An excerpt from the booklet 'Married Life'
Reference: AEGA 18982 PC4 110 / 2719 R26189503

Another interesting literary genre is the ‘advice’ booklet. There are a few examples in this series of booklets providing advice on relationships, such as John William Henry Mitchell’s booklet ‘Married Life’ which claims to have all the information one would need to enter into a happy marriage.

Another example which outlines attitudes from the time is this booklet, copyrighted by the Vacuum Oil Company Proprietary Limited of Melbourne in 1932. Entitled 'Lets Drive Better than Men', this booklet, whilst being positive in tone about the ability of women to drive, does illustrate that not long before the booklet was published many people must have been uncomfortable with the idea of women driving cars. ‘Miss Arnold’ as the author calls herself, claims that the modern 1930s woman should no longer be terrified of cars, as the ‘coy little lady of 1904 has blossomed into the independent and capable girl of 1932’. There is also some advice in this booklet about how to ‘win smiles from traffic policemen’. Another interesting aspect of this record is the artwork. It is an outstanding example of 1930s design, in colour and complete with some excellent illustrations. These could be compared with copyright application 2195, by Simpson and Williams of Christchurch in 1927. This book, entitled ‘The Dominion of New Zealand’ is a beautiful, bright example of printing. It was created by the printers Simpson and Williams for the Department of Tourist and Health Resorts to depict ‘The Empire’s Most Fertile and Beautiful Country’.

Another interesting literary contribution is cookbooks. A favourite is a winemaking booklet copyrighted by John Henry Wacker of Taihape in 1934 which includes such gems as parsnip, beetroot, banana and tomato wine. All can be made at home. The recipe for tomato wine sounds particularly unpalatable.

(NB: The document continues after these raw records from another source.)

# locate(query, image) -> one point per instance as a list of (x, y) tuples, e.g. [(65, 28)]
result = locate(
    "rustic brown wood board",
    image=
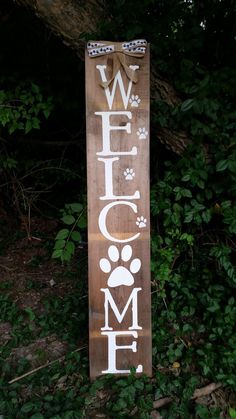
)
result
[(118, 214)]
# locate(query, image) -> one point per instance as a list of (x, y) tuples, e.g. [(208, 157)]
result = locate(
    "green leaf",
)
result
[(232, 413), (28, 126), (187, 104), (68, 219), (70, 247), (27, 407), (76, 207), (221, 165), (76, 236), (57, 253), (62, 234), (59, 244)]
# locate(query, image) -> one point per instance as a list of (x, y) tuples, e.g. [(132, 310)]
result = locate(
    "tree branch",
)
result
[(69, 19)]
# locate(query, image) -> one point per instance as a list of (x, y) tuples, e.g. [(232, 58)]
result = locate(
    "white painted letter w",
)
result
[(117, 80)]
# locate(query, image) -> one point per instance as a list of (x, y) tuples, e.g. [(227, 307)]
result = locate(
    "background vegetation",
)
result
[(43, 177)]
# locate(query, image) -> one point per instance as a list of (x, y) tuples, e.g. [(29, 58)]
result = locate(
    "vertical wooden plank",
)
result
[(118, 217)]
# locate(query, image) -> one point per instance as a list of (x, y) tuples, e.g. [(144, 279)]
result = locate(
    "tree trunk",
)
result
[(69, 19)]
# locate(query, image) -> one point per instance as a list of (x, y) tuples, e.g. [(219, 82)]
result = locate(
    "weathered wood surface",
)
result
[(70, 19), (120, 264)]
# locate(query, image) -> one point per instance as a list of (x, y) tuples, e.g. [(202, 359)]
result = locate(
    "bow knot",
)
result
[(135, 48)]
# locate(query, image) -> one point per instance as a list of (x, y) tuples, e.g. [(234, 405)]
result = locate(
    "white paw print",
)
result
[(120, 275), (129, 174), (141, 222), (142, 133), (134, 101)]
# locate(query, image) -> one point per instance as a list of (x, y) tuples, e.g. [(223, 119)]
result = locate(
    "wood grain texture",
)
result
[(121, 219)]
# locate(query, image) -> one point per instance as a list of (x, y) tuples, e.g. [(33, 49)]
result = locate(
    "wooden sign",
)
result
[(117, 101)]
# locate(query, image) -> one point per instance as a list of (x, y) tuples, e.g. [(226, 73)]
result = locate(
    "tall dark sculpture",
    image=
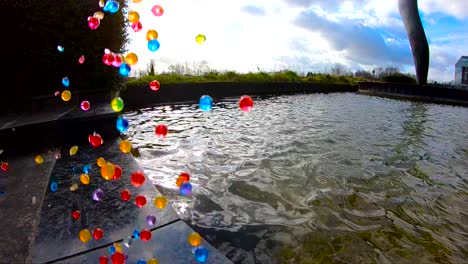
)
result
[(418, 41)]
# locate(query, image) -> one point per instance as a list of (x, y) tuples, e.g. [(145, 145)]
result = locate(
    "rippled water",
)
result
[(338, 178)]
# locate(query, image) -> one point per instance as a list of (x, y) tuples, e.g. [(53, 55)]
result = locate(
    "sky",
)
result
[(299, 35)]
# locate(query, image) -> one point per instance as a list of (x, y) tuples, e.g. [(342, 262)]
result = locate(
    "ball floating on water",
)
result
[(145, 235), (133, 17), (117, 104), (137, 26), (111, 6), (153, 45), (157, 10), (246, 103), (84, 179), (39, 159), (73, 150), (124, 69), (200, 38), (121, 124), (155, 85), (85, 105), (161, 131), (98, 195), (131, 59), (65, 81), (125, 195), (93, 22), (125, 146), (66, 95), (201, 254), (98, 233), (160, 202), (194, 239), (137, 179), (76, 214), (151, 34), (84, 235)]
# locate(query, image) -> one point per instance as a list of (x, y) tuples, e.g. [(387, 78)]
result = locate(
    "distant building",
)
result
[(461, 71)]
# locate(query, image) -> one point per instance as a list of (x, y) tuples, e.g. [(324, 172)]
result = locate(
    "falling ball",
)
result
[(98, 233), (194, 239), (121, 124), (125, 146), (157, 10), (66, 95), (125, 195), (160, 202), (137, 178), (145, 235), (201, 254), (76, 214), (140, 201), (206, 103), (200, 38), (85, 105), (153, 45), (154, 85), (246, 103), (93, 22), (161, 131), (117, 104), (84, 179), (84, 235)]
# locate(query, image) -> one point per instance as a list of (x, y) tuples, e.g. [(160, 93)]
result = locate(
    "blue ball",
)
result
[(124, 69), (185, 188), (121, 124), (201, 254), (53, 186), (153, 45), (206, 103)]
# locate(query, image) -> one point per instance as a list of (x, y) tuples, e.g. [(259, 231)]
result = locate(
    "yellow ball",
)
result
[(107, 171), (84, 235), (194, 239), (200, 39), (131, 58), (84, 178), (152, 261), (73, 150), (160, 202), (125, 146), (101, 161), (39, 159), (151, 34), (66, 95), (133, 17)]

Jane Beaton of Mosgiel also copyrighted a couple of cookbooks in the 1920s. 'The Universal Cookery Book' was clearly meant to contain recipes using the ingredients which could be found in New Zealand kitchens at the time, and it does show how creative cooks were with what they had.

By today’s standards, many people would probably say that some of these recipes are just awful, but that would be to forget that during that time New Zealand had just come out of a world war, and one couldn’t just pop to the supermarket whenever they wished to include something in their dinner. Cooks were much more creative than they are now.

Many photographs were also copyrighted, this is the second known photograph of ‘Old Biddy’ (aka Bridget Goodwin), the well-known West Coast gold digger of more than 30 years. Taken by James Ring Studios, it was registered for copyright in 1893. Only one photograph of ‘Old Biddy’ Bridget Goodwin was widely known until we found this during our listing project. It adds to the historical record of Bridget and has already been used by a West Coast distillery which makes ‘Old Biddy’ gin.

Another photograph of note is ‘Landing troops at Gaba Tepe, Gallipoli (ANZAC Cove) 25 April 1915’ by Albert S. J. Walsh of Petone. This photograph was taken on the ground at ANZAC cove and shows the confusion in the quantity of soldiers and boats on the shore.

Another format that was commonly copyrighted was advertisements. These ranged across many products and show design and social trends of the time of creation. Like the new fad for diamonds in the 1954 Clements and Holmes catalogue.

This one is titled ‘Map of a womans heart’ for ‘Woman’s Heart Tobacco’ copyrighted by E. P. Beadles of Wellington in 1890. It is a striking example of not only what we no longer advertise, but also of how we don’t advertise these days.

As you can see, listing the copyright applications provided a few surprises and many laughs for the Research Services team. We are proud that these records will finally become more accessible to a wider audience and we hope that they continue to provide researchers with a rich source of information - whatever they happen to be looking for.